Consider Morris Levy & one UK smash hit in 1964. "With international sales of 5m copies in 1964, the year of its release, the hit single My Boy Lollipop, sung by Millie, who has died aged 72, “opened the door for Jamaican music to the world,” said the producer Chris Blackwell. He had flown the 16-year-old Millie Small from Kingston to London to manage her career. Millie’s shrill, joyful vocals, married to a galloping ska rhythm in Olympic Studios in London in an arrangement by the Jamaican master guitarist Ernest Ranglin, were beamed out all that summer from the new pirate radio stations, such as Caroline, that were instrumental in helping promote the record. In May 1964, two months after the release of My Boy Lollipop, Millie was given a guest appearance on the ITV special Around the Beatles."
Many archetypal releases have suitably exotic back stories and My Boy Lollipop is no exception. Originally released in 1956 in the US by Barbie Gaye as a shuffle blues, it had been a small hit. The tune’s songwriter, however, was a card player who had swapped his rights to it for a $100 bet that he lost.

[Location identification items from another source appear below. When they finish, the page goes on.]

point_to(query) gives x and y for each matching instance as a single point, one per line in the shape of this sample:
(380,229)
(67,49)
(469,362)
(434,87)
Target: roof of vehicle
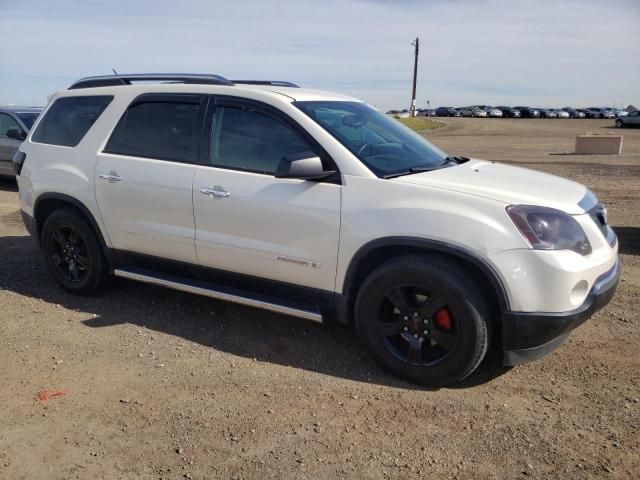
(198,83)
(14,109)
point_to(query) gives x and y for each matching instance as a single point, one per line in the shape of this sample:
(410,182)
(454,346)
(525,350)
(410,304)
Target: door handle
(111,177)
(215,192)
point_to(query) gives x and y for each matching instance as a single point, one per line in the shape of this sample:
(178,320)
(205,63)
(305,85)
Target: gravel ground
(160,384)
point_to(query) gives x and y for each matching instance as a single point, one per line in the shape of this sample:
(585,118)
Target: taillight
(18,161)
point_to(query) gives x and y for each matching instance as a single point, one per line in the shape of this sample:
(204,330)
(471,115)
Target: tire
(430,348)
(73,253)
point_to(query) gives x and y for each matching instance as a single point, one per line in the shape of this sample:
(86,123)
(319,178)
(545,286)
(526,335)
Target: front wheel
(424,319)
(73,253)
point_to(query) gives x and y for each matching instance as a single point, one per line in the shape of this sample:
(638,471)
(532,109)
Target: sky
(515,52)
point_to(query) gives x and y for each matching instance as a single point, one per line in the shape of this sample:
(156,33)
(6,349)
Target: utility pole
(412,110)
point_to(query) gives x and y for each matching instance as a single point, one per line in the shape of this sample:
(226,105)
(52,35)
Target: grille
(599,215)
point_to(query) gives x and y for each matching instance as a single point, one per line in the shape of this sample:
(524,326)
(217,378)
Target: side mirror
(16,134)
(303,166)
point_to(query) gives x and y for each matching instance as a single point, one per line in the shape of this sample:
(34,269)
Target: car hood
(504,183)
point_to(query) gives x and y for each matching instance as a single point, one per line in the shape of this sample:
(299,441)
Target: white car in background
(491,111)
(315,205)
(472,112)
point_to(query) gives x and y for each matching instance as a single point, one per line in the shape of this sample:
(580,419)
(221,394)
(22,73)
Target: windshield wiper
(414,170)
(456,160)
(429,168)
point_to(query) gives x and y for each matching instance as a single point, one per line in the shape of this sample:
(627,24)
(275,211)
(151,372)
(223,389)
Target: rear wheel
(73,253)
(423,319)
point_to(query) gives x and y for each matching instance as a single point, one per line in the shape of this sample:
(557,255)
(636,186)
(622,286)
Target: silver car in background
(632,119)
(15,123)
(473,111)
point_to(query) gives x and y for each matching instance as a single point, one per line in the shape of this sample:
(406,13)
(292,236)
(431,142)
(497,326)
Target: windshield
(383,144)
(28,118)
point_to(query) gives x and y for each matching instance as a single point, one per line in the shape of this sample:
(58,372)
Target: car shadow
(629,240)
(329,348)
(8,184)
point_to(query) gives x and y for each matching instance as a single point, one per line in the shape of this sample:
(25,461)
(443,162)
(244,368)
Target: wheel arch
(378,251)
(47,203)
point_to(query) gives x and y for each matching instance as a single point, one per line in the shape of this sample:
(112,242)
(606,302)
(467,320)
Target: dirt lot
(161,384)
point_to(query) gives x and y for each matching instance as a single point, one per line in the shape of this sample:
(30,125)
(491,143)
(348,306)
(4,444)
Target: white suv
(316,205)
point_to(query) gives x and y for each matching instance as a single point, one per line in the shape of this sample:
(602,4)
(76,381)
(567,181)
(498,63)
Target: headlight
(549,229)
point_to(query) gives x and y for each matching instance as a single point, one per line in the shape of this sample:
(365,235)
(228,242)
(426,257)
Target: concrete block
(598,144)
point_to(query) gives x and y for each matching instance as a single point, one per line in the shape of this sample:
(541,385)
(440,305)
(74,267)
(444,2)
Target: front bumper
(529,336)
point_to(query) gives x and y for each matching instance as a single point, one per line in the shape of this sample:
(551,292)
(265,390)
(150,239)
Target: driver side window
(7,123)
(248,140)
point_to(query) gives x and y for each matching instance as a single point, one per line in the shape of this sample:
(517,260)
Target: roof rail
(113,80)
(274,83)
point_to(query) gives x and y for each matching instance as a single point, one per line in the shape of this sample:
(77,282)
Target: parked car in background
(425,112)
(473,111)
(491,111)
(15,123)
(630,120)
(601,112)
(573,113)
(528,112)
(509,112)
(547,113)
(447,112)
(587,113)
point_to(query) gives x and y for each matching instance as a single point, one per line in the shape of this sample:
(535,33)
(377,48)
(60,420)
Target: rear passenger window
(244,139)
(161,130)
(69,119)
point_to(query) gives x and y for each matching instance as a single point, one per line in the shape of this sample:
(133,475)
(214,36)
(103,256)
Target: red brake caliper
(443,320)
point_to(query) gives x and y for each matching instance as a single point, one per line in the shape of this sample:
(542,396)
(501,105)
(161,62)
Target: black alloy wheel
(424,318)
(73,253)
(416,326)
(69,253)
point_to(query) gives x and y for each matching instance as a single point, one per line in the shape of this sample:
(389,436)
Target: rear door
(144,176)
(248,221)
(8,145)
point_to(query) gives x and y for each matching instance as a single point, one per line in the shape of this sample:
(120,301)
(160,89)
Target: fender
(429,245)
(76,203)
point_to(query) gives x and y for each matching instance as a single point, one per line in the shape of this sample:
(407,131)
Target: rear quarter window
(69,119)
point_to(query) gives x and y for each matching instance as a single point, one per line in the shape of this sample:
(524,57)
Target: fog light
(579,293)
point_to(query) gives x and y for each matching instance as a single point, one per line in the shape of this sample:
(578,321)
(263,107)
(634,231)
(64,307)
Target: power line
(416,44)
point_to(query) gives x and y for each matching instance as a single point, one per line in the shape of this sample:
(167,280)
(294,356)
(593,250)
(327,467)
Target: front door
(248,221)
(144,177)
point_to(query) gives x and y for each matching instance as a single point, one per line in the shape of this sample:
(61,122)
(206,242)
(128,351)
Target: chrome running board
(219,293)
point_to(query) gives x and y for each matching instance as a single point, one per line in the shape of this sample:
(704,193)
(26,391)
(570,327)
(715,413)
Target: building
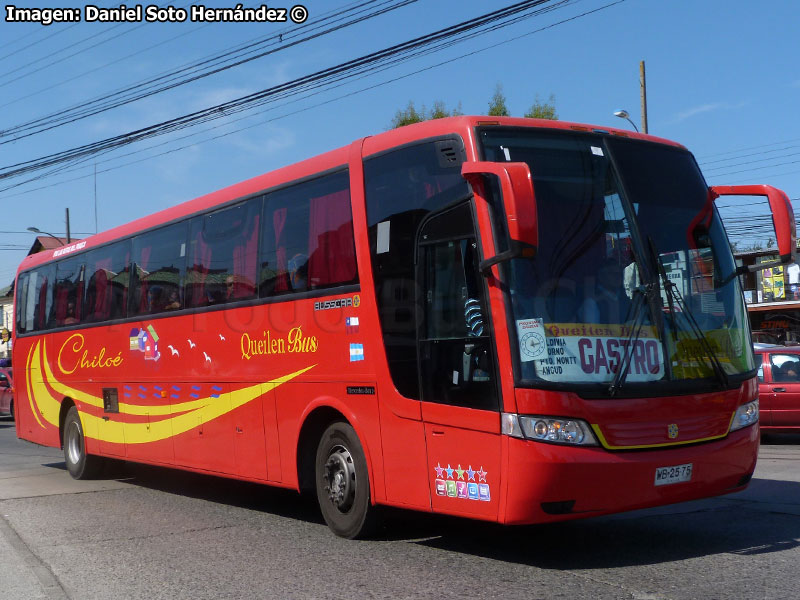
(773,297)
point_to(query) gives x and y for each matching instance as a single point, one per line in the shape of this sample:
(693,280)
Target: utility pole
(643,85)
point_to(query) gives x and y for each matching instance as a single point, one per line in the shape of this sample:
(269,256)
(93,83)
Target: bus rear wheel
(342,483)
(79,464)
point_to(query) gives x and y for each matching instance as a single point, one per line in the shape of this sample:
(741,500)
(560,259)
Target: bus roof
(461,125)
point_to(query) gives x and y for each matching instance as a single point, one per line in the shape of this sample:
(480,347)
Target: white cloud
(705,108)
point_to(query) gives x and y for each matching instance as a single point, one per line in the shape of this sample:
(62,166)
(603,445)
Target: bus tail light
(574,432)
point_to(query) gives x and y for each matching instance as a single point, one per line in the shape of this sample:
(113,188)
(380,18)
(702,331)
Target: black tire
(342,483)
(79,464)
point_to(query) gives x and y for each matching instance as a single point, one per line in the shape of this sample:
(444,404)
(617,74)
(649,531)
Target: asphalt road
(155,533)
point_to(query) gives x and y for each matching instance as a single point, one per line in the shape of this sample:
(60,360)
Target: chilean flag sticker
(351,325)
(356,352)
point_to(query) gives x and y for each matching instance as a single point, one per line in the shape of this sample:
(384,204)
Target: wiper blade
(716,365)
(674,297)
(643,293)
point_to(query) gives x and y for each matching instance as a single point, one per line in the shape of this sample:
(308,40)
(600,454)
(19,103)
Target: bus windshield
(633,281)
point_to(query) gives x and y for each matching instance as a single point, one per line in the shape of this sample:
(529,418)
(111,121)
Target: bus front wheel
(79,464)
(342,483)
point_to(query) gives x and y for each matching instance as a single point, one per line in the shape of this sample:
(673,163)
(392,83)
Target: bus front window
(632,271)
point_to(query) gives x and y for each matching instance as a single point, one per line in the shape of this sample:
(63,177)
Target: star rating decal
(452,483)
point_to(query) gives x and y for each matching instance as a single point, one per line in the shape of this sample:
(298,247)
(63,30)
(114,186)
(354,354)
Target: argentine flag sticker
(356,352)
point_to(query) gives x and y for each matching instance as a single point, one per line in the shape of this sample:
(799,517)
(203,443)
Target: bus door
(457,368)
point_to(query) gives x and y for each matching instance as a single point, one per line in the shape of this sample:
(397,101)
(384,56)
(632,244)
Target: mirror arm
(517,250)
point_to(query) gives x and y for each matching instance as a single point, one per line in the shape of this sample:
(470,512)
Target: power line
(216,137)
(488,22)
(197,71)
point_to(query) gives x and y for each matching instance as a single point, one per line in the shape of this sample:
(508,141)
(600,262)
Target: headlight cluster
(746,414)
(574,432)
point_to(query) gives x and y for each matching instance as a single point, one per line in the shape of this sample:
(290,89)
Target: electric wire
(359,65)
(200,70)
(72,166)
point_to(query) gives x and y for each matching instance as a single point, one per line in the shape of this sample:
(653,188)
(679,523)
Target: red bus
(505,319)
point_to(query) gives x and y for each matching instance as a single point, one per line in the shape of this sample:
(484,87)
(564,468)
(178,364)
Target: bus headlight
(746,414)
(575,432)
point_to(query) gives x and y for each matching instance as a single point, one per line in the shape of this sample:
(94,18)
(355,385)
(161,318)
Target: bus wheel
(79,464)
(342,483)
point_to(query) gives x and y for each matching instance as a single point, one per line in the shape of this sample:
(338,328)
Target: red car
(6,392)
(779,387)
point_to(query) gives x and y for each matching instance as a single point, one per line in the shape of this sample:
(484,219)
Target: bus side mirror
(519,204)
(782,217)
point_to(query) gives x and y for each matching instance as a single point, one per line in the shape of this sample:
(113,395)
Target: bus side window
(158,268)
(222,256)
(24,323)
(307,237)
(68,293)
(107,274)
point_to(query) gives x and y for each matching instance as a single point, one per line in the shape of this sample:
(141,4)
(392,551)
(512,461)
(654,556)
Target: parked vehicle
(6,392)
(764,337)
(779,387)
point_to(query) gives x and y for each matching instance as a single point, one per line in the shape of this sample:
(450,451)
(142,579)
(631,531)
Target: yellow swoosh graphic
(28,388)
(199,411)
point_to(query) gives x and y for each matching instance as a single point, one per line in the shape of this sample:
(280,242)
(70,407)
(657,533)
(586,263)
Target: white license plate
(676,474)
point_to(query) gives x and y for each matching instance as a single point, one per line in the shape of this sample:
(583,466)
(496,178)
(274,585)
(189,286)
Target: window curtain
(143,284)
(278,224)
(244,264)
(331,248)
(198,273)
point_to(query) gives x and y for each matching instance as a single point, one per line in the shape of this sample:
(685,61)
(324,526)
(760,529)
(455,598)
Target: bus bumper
(553,482)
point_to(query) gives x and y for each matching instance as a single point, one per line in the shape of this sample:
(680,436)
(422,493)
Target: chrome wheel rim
(340,478)
(74,446)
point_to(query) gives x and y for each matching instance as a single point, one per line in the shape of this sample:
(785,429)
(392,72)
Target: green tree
(497,105)
(411,115)
(408,116)
(543,110)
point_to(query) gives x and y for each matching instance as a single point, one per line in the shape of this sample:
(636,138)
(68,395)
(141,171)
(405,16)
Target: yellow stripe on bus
(608,446)
(200,411)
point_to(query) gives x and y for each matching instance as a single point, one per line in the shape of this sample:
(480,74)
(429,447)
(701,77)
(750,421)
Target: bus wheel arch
(314,425)
(333,462)
(80,464)
(66,404)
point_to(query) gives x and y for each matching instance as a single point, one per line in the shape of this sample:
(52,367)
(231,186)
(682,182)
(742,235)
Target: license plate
(676,474)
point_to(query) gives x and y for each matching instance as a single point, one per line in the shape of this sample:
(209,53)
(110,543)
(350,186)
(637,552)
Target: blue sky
(721,79)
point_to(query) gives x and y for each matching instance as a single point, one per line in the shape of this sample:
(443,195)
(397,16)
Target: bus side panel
(35,423)
(404,455)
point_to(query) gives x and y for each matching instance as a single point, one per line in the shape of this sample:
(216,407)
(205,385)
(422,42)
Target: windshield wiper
(642,296)
(674,297)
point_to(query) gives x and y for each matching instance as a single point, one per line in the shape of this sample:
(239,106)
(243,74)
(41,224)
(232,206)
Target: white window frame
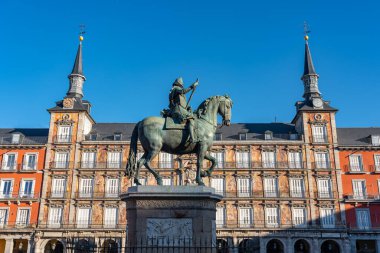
(359,219)
(55,217)
(272,220)
(299,221)
(8,194)
(110,222)
(5,163)
(114,159)
(4,216)
(319,133)
(22,191)
(245,217)
(218,183)
(324,188)
(327,219)
(112,187)
(26,165)
(356,163)
(244,186)
(271,190)
(24,221)
(295,160)
(297,187)
(86,187)
(361,191)
(58,190)
(219,157)
(242,159)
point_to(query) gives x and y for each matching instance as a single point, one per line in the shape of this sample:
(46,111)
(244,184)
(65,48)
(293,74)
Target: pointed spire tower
(76,77)
(309,78)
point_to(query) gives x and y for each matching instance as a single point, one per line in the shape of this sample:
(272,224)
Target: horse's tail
(131,164)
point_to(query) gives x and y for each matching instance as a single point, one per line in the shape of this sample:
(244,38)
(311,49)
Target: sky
(134,50)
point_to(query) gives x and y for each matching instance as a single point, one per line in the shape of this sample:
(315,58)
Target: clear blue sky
(133,50)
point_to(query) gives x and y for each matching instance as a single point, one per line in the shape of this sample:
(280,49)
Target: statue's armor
(178,103)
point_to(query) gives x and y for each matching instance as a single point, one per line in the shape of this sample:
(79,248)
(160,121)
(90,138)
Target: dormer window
(218,137)
(243,136)
(375,140)
(268,135)
(117,137)
(16,138)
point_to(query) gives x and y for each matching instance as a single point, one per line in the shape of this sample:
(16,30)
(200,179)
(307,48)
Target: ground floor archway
(330,246)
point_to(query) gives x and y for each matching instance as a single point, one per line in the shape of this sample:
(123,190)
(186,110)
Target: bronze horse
(155,138)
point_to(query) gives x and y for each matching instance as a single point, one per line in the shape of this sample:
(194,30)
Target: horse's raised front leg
(208,172)
(149,157)
(200,155)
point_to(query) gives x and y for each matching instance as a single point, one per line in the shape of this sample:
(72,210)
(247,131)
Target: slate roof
(29,136)
(254,131)
(356,136)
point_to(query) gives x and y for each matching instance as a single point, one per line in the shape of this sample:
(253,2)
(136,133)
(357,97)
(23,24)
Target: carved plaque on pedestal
(169,231)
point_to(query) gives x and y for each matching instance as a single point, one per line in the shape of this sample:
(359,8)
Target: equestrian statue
(179,131)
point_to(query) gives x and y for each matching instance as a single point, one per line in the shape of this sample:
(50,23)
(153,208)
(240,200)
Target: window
(245,216)
(9,161)
(299,217)
(64,134)
(27,188)
(327,217)
(270,187)
(110,217)
(16,138)
(218,185)
(117,137)
(359,189)
(242,136)
(356,163)
(295,160)
(85,187)
(166,181)
(6,188)
(83,217)
(377,162)
(220,216)
(112,187)
(242,159)
(269,159)
(58,187)
(219,157)
(62,160)
(268,135)
(3,217)
(324,188)
(218,137)
(244,187)
(55,217)
(88,160)
(23,215)
(319,133)
(114,160)
(322,160)
(271,217)
(363,220)
(296,187)
(30,162)
(375,140)
(166,160)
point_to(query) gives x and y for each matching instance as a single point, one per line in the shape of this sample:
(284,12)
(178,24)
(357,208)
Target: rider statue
(178,106)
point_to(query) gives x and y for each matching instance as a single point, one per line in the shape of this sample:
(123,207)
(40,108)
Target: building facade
(303,186)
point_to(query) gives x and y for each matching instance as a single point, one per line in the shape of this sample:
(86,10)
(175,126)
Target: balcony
(19,196)
(62,139)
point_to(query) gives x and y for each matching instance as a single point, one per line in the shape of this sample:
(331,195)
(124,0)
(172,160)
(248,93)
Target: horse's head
(225,106)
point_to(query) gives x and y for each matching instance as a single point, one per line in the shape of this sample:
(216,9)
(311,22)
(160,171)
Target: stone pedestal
(171,216)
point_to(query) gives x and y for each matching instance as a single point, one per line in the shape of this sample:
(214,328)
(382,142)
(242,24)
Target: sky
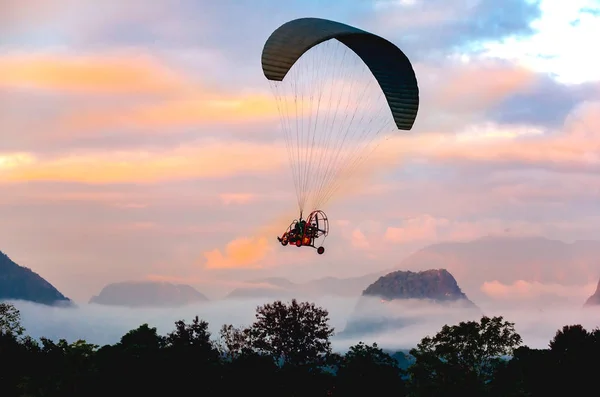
(142,142)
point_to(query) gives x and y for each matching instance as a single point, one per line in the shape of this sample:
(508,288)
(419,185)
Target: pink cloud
(524,290)
(420,229)
(239,253)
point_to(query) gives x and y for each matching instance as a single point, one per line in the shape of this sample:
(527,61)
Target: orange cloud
(420,229)
(237,198)
(212,160)
(520,290)
(116,74)
(239,253)
(359,240)
(197,109)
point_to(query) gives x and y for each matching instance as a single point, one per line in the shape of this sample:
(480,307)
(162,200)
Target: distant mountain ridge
(398,299)
(21,283)
(435,284)
(148,294)
(281,288)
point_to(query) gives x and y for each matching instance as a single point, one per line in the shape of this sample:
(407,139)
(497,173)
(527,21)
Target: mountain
(508,260)
(437,285)
(148,294)
(21,283)
(404,299)
(281,288)
(594,300)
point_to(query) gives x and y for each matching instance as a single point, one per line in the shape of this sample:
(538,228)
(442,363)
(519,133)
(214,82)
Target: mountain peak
(21,283)
(433,284)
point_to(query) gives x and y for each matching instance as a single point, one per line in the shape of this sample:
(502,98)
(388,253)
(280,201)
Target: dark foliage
(287,352)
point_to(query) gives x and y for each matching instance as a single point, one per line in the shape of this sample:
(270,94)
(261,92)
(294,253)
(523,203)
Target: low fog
(412,320)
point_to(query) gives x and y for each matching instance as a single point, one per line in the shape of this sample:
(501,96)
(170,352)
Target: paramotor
(339,91)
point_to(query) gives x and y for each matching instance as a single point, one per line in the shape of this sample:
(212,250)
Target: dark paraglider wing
(389,65)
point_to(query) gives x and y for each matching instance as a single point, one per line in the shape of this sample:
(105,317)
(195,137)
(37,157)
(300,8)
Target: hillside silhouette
(21,283)
(287,351)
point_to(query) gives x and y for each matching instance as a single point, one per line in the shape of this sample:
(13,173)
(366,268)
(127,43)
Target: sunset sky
(140,139)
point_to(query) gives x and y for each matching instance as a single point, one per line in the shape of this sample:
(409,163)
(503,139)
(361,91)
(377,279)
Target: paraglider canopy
(339,90)
(391,68)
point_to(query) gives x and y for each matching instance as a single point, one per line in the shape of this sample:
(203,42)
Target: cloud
(359,240)
(239,253)
(440,26)
(93,74)
(521,291)
(212,160)
(237,198)
(102,324)
(422,229)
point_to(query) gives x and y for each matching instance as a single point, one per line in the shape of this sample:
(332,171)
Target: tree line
(287,352)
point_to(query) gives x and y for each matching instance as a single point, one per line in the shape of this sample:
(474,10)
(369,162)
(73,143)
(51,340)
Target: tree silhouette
(10,320)
(287,352)
(296,334)
(191,359)
(462,357)
(368,370)
(234,341)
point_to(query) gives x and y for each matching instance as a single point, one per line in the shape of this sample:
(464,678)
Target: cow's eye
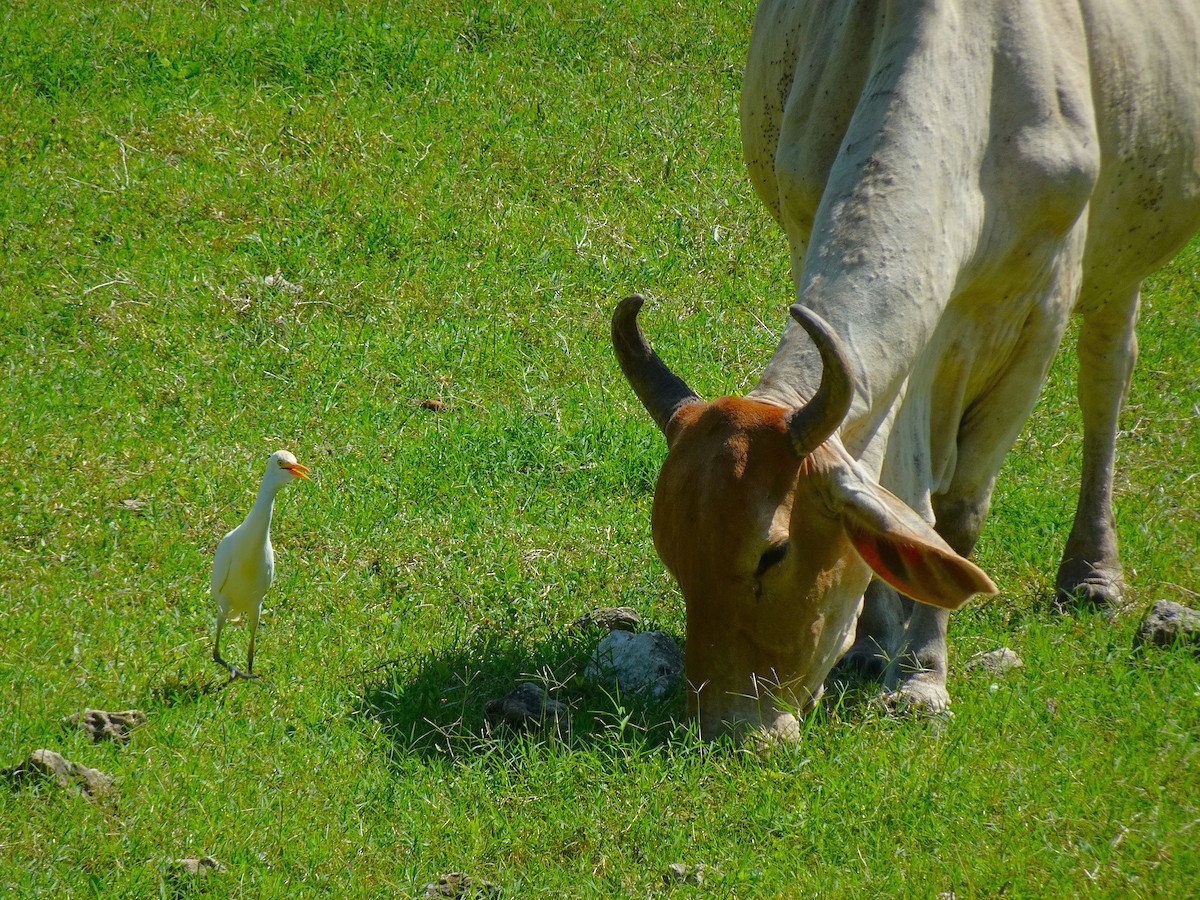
(772,556)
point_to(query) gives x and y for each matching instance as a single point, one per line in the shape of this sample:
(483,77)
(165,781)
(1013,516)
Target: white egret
(244,565)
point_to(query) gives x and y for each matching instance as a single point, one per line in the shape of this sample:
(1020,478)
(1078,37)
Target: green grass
(459,193)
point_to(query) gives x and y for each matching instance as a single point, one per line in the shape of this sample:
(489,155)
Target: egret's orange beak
(298,471)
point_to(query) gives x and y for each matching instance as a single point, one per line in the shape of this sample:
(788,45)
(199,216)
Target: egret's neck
(259,517)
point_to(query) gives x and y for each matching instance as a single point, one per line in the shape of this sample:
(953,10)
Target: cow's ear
(905,551)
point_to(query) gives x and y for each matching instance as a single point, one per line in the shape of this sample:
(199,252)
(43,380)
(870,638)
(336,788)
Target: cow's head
(773,532)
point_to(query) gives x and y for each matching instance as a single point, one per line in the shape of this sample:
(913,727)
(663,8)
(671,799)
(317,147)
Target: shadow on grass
(432,705)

Morris Levy, a New York record boss, contacted the bet-winner and took over the rights to My Boy Lollipop, thereby owning the publishing income from this future multimillion-seller." (Source Guardian Newspaper 2020).
Who knows for certain if Payola arrived this early? It might explain why 'Winchester Cathedral' was on insanely high rotation on Radio London, when it was so different from their main fayre. As for Radio Caroline & it's director Philip Soloman & his Major Minor record label, well that was out of the closet payola at it's best. Being offshore in international waters did have it's benefits!